When the system gets highly threaded and distributed, like in highly concurrent situations, do some constraints need to be relaxed, before they become a penalty for scaling.
Universally unique identifier as primary key
Yes, it's a good practice.
A key reference system can provide independence from the underlying database system.
This provides one more level of integrity for the database when the evoked scenario occurs : backup, restore, scale, migrate and perhaps prove some authenticity.
This article Generating Globally Unique Identifiers for Use with MongoDB
by Alexander Marquardt (a Senior Consulting Engineer at MongoDB) covers the question in detail and gives some insight about database and informatics.
UUID are 128 bits length. They introduce an amount of entropy
high enough to ensure a practical uniqueness of labels.
They can be represented by a 32 hex character strings.
Enough to write several thousands of billions of billions
of decimal number.
Here are a few more questions that can occur when considering the overall principle and the analysis:
should primary keys of database
and Unique Resource Location be kept as two different entities ?
does this numbering destruct the sequentiality in the system ?
Does providing a machine host number (h),
followed by a user number (u) and time (t) along a write index (i)
guarantee the PK huti to stay unique ?
Now considering the DB system:
primary keys should be preserved as numerical (be it hexa)
the database system relies on it and this implies performance considerations.
their size should be fixed,
the system must answer rapidly to tell if it's potentially dealing with a PK or not.
Hashids
The hashing technique of Youtube is hashids.
It's a good choice :
the hash are shorts and the length can be controlled,
the alphabet can be customized,
it is reversible (and as such interesting as short reference to the primary keys),
it can use salt.
it's design to hash positive numbers.
However it is a hash and as such the probability exists that a collision happen. They can be detected : unique constraint is violated before they are stored and in such case, should be run again.
Consider the comment to this answer to figure out how much entropy it's possible to get from a shorten sha1+b64 recipe.
To anticipate on the colliding scenario,
calls for the estimation of the future dimension of the database, that is, the potential number of records.
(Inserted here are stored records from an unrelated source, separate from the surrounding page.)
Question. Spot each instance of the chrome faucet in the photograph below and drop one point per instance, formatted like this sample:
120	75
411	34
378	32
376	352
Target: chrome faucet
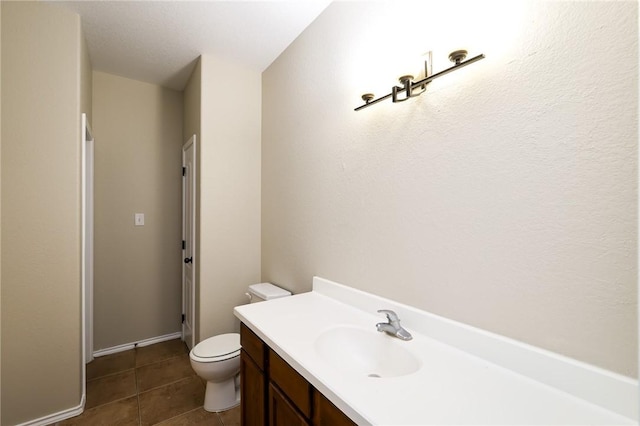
393	327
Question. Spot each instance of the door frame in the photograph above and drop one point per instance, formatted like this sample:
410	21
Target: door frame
87	196
193	182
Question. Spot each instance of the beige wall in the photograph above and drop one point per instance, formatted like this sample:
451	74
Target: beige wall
41	311
192	98
505	197
229	208
138	131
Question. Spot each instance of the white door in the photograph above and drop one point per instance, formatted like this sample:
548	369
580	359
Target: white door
188	240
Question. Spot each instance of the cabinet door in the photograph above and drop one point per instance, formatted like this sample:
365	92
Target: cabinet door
281	411
253	392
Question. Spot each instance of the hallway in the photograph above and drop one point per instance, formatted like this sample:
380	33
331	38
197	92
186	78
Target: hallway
147	386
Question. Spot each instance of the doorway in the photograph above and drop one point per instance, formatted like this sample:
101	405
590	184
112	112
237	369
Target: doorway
188	240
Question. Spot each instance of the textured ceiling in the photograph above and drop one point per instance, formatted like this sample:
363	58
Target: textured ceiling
159	41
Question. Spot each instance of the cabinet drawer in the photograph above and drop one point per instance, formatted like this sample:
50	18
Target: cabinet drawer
252	345
292	384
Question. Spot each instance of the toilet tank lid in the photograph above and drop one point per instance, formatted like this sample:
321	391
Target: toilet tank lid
268	291
221	345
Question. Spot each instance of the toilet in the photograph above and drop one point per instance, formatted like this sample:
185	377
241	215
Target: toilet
217	359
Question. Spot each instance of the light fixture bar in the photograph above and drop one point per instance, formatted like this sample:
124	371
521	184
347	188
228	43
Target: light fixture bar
423	81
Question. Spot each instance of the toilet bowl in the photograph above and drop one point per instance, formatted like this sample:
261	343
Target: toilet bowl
217	359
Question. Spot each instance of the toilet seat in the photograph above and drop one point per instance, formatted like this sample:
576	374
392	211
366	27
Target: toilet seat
217	348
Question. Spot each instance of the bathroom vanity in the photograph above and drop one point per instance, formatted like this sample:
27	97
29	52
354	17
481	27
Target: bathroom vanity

Recommended reading : Z.Bloom, How Long Does An ID Need To Be ?
Milliseconds since epoch
Cited from the previous article, which provides most of the answer to the problem at hand with a nice synthetic style
It may not be necessary for you to encode every time since 1970
however. If you are only interested in keeping recent records close to
each other, you only need enough values to ensure that you don’t have
more values with the same prefix than your database can cache at once
What you could do is convert a GUID into only numeric by converting all the letters into numbers in the guid. Here is a example of what that would look like. It's abit long but if that is not a problem this could be one way of going about generating the keys.
1004234499987310234371029731000544986101469898102
Here is the code i used to generate the string above. But i would probably recommend you using a long primary key insteed although it can be abit of a pain it's probably a safer way to do it then the function below.
string generateKey()
{
Guid guid = Guid.NewGuid();
string newKey = "";
foreach(char c in guid.ToString().Replace("-", "").ToCharArray())
{
if(char.IsLetter(c))
{
newKey += (int)c;
}
else
{
newKey += c;
}
}
return newKey;
}
Edit:
I did some testing with only taking the 20 first numbers and out of 5000000 generated keys 4999978 was uniqe. But when using 25 first numbers it is 5000000 out of 5000000. I would recommend you to do some more testing if going with this method.